HSAs solve health care better than government

Jeffrey Miron of the Harvard Economics Department and the Cato Institute has it exactly right in his recent column regarding health care:

Government should not subsidize health insurance -- for the uninsured, the poor, the elderly or anyone else -- or regulate health insurance markets. Here's why.

Subsidizing health insurance means that patients and doctors are insulated from the costs of health care, so they utilize too much -- often in the form of unnecessary tests or medical procedures whose value hasn't been proven.

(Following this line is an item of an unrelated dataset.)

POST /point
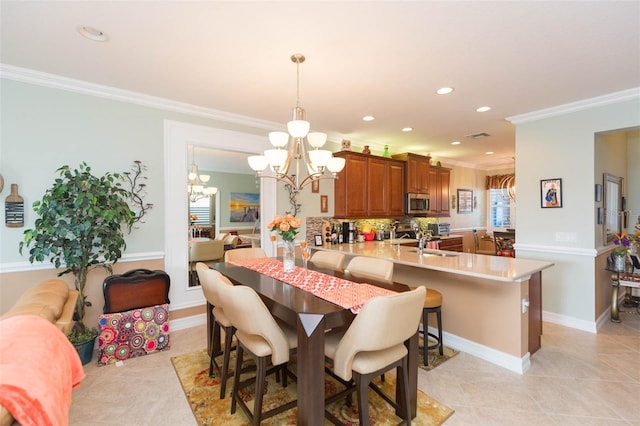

This excess demand, along with technological progress, means rapidly growing deficits, so governments limit reimbursements to health providers or ration care. This kills innovation and creates its own inequities. The taxes necessary to fund subsidies are a drag on economic growth.
This phenomenon is known in economics as "moral hazard" and is endemic to most insurance markets. The principle is that when insulated against the costs of a particular behavior, individuals are more likely to engage in that behavior - precisely because they do not bear the full cost. This can lead individuals to take unnecessarily risky behavior or to take costly actions even if the individual would not value that action as the best use of limited resources in the absence of insurance.

For instance, comprehensive auto insurance can lead to more risky driving behavior (requiring government to enforce a glut of regulations in order to artificially re-introduce a measure of safety). Expectations of government bailouts can lead large banks to engage in risky lending practices that they would not likely engage in without the anticipation of government "insurance." So, too, in health insurance markets, individuals who are not directly invested in the cost of treatment are more likely to pursue unnecessary treatments - driving up the cost of health care.

This is precisely why free-market economists such as those at the Cato Institute have advocated for greater use of health savings accounts in combination with high-deductible insurance policies. These policies give the individual an incentive to better self-regulate the amount of health care he requires. A health savings account allows the individual to invest money he would otherwise spend on a higher premium into a tax-free savings account that he can later use to pay the higher deductibles when he decides that care is necessary. This allows the insurance policy to be used for its intended purpose - to insure against the event of a catastrophe - and overcomes the moral-hazard problem that drives up costs and drives down the availability of health care.

The alternative being discussed in Congress right now is to take decisions away from the individual. Under ObamaCare, a handful of bureaucrats would be forced to impose top-down decisions about health care expenditures onto Americans instead of allowing them to self-regulate. Both approaches are designed to overcome the moral-hazard phenomenon. However, one respects individual freedom while the other does not.